Triage à façon

Triage à façon

  • Y a-t-il une réglementation spécifique au triage à façon ?
      Non, il n’y a qu’une réglementation générale qui réside dans le respect des règles de commercialisation ainsi que le respect de l’application des produits phytosanitaires.
  • Quels éléments liés au triage à façon doivent enregistrer les agriculteurs et les prestataires ?
      L’agriculteur et le prestataire doivent enregistrer tous les éléments liés au triage à façon et pouvoir en justifier à tout moment.
      Règlement CE n°1768/95 de la commission du 24 juillet 1995, extraits des Art. 8, 9 et 15 : A des fins de contrôle des opérations de triage à façon, l’agriculteur devra (…) pouvoir communiquer des documents disponibles pertinents tels que factures, coordonnées du prestataire, instruments convenant à l’identification du matériel, preuve de l’existence d’équipements de transformation et d’entreposage du produit de la récolte d’une variété en vue de sa mise en culture.

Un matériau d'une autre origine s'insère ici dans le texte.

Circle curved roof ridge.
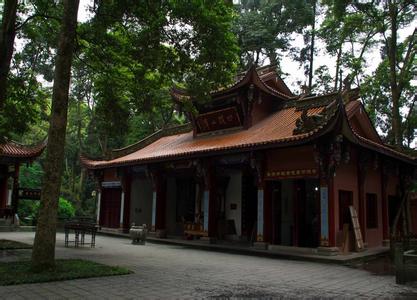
[0,137,48,158]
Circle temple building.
[0,140,46,222]
[81,67,417,253]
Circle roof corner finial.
[343,75,351,91]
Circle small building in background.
[0,141,46,222]
[81,67,417,251]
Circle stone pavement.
[0,232,417,299]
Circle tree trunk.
[387,1,402,146]
[32,0,79,271]
[0,0,17,111]
[333,44,342,91]
[308,1,316,93]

      Le prestataire est tenu de préciser :
      son nom et l'adresse où est enregistrée son activité professionnelle,
      la quantité de produit utilisée par variété concernée soumise aux prestations et la quantité totale utilisée à la suite de celles-ci,
      les dates et les lieux des opérations de triage,
      les noms et adresses des personnes pour lesquelles il a réalisé ces opérations et les quantités en cause.
  • Quels organismes contrôlent le triage à façon ?
      Les contrôles sont effectués par la DGCCRF pour la partie droit du commerce et par les Services Régionaux de l'Alimentation (ex Services Régionaux de la Protection des Végétaux) pour la partie liée à l’application des produits phytosanitaires.
  • Le trieur à façon, peut-il vendre des semences ?
      Non. Il peut facturer une prestation (service) mais pas une vente de semences.
  • Le trieur à façon qui utilise des produits phytosanitaires doit-il être titulaire d’un agrément ?
      Oui. L’applicateur en tant que prestataire de services de produits phytosanitaires doit être titulaire d’un agrément délivré par l’autorité administrative.
      Loi n°92-533 du 17 juin 1992 et articles L 254-1 à L 254-10 du code rural.